When Nature Decides to Join in the Firework Fun . . . Things Don’t Go So Well

I had an exciting blog topic for this week that I was working on, but it turns out that I’m not fit for finishing the rough draft or editing what I have. In between long naps and lots of pain medication, I’m just pretty much sitting here in shock that I was mildly electrocuted by a nearby lightning strike (I’m still secretly happy it wasn’t a panic attack).

So this week readers get my fun little tale that will probably seem so much more fun to tell in about a year when I’m no longer freaked out, and I’m getting a break from trying to write something profound.

I call this tale: Since When Did I Become the Fireworks? (mostly because I really can’t think right now)

It was the fourth of July, but the fireworks were all wrong. There were no pretty colors lighting up the sky or gorgeous patterns blossoming before our eyes.
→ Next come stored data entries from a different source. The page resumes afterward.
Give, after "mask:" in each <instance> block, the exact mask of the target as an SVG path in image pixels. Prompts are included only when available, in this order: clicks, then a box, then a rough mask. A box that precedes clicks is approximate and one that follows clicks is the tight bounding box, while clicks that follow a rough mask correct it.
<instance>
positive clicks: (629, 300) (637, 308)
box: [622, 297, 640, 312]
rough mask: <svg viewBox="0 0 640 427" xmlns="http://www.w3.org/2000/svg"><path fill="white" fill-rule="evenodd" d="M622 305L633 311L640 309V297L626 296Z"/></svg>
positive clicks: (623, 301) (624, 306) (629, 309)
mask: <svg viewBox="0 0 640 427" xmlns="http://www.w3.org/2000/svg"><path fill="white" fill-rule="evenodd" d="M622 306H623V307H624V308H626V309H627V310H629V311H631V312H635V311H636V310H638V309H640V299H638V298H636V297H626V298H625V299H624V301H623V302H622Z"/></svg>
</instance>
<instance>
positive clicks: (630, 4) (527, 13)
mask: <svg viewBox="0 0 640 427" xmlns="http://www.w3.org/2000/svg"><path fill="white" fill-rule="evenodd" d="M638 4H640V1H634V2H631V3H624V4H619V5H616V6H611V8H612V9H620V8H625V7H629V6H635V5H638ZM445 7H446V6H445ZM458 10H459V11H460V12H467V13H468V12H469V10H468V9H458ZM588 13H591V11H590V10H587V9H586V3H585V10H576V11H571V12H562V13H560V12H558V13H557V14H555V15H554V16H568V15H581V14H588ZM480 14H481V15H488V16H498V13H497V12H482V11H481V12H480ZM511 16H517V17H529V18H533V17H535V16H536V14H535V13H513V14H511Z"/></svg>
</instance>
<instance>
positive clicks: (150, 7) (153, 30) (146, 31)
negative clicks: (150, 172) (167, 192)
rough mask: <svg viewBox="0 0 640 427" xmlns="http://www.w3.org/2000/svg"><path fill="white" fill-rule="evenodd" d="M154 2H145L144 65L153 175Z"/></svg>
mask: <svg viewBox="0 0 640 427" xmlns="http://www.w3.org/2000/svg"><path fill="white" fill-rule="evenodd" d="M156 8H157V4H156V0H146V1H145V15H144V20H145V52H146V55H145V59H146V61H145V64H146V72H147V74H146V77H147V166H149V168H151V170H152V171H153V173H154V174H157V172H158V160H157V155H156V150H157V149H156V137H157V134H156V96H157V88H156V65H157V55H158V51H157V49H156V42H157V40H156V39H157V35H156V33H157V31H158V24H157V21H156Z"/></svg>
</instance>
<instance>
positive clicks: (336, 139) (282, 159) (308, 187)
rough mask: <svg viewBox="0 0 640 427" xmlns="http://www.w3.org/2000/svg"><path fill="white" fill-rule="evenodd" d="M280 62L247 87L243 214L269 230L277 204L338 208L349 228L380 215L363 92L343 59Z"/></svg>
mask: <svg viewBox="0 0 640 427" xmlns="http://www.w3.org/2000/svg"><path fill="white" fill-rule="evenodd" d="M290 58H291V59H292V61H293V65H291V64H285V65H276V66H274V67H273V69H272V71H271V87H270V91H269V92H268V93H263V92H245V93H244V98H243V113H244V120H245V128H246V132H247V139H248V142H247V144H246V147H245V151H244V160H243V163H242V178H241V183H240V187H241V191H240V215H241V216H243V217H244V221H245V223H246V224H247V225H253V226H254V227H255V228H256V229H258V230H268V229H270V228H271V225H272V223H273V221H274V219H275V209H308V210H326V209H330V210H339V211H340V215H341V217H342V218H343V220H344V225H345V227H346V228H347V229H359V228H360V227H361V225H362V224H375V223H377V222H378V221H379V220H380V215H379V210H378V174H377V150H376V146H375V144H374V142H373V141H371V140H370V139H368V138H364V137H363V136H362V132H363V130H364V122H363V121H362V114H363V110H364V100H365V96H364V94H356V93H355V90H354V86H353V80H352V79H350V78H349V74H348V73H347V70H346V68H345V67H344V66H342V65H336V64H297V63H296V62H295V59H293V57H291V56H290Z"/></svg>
It was the middle of the afternoon, but the sky was black. Rain poured down in dancing sheets as thunder shook the walls of the store.

It was almost closing, and I was anxious to get home where I could bundle up in blankets and turn a movie up louder than the storm. My heart sank as a group of six people walked in and started browsing around.

They’re just waiting out the rain, I told myself. They’ll leave soon.

They had just enough time to scatter themselves when the power died.

“Oops, hold on!” my coworker called. “Stay where you are, I’ve got a flashlight and will come get you.”

I fumbled around on the counter for the flashlight we’d dug out earlier and handed it to her. As she gathered those in the back, I began herding the few near me.

“You’ve got something to your left, ma’am.” I reached out to guide her, but hesitated. “Do you mind if I touch your arm?”

“No, go ahead,” she replied.

Grabbing her upper arm, I navigated her towards the group with my coworker. A few others had found their way to the light on their own.

“Okay,” Eva said, when everyone was together. “We’re going to have to close the store now, but we open again tomorrow at nine.”

There were a few scattered groans as people pulled on their jackets.

“We’re sorry for the inconvenience. Hope you have a good holiday!” She followed them to the door, locking it after they were gone. She jogged towards the office with the flashlight, calling behind her, “I have to shut down the back computer before the emergency power dies.”

“I’ll need the flashlight when you’re done so I can count the registers.” I started to imagine the fun of sitting at home with lit candles as I made my way to the counter.

“There’s another flashlight in the drawer,” Eva said.

But it was too dark to see even the outline of things in the drawer. In a stroke of insight that probably should have happened earlier, I grabbed my cell phone and tried to use the backlight as a dim flashlight, but it still wasn’t bright enough. I didn’t find the flashlight until Eva pulled it out for me.

I counted the first register quickly as Eva called the manager to explain what had happened. I had just opened the second register to count it when the store suddenly lit up with white light and the sky growled as loudly as if it were in the room with us.

I screamed, my hand involuntarily flinging quarters across the counter. My heart was racing as I gasped desperately for air I suddenly seemed unable to breathe.

Shit, not a panic attack over thunder, I pled with my body as tingling spread from my head to my fingers. Dropping to my knees, I curled into a ball with my head resting on the tiles. My medicine was in the back, but I wouldn’t be able to get it for this panic attack. My muscles had seized up and my ears felt like they were on fire. I think I was wimpering, but I couldn’t hear anything outside of the roar in my eardrums.

Eva said something indistinct about screaming and lightning hitting the building. I thought she was talking to me, but I couldn’t respond. The roaring began to subside along with the heat. I pulled my head up and saw Eva saying goodbye and hanging up the phone.

Embarrassment washed over me as I tried to get up and failed. My muscles simply wouldn’t respond at first. “I don’t feel good,” I whimpered.

I had begun thinking of ways to blow off the panic attack as funny when Eva asked me, “Did you feel that too?”

“You felt it?” I reacted with as much shock as my body would allow, which wasn’t much.

“Yeah, my head felt all buzzy and tingly. My hair stood up on my neck. I think the building got hit and we got some of it.”

I managed to stand up. “Holy shit, my head hurts.”

“Take it slow,” Eva cautioned when I began gathering the quarters and counting again. “We’re not leaving here until it’s safer anyway.”

The counting was fuzzy, and my fingers felt clumsy. But the calculator helped. It wasn’t until I tried to walk to the back that I noticed my coordination and balance were off. I staggered like I was drunk, catching myself on the counter. I swore, then remembered I was at work and looked around quickly to make sure no customers heard, only remembering that we were closed after I saw how dark it was.

Nausea hit us both soon after and we sat in the office waiting for the storms outside and in our stomachs to pass somewhat before finally locking up and going home.

The END!

Have a good week all! Stay far away from lightning!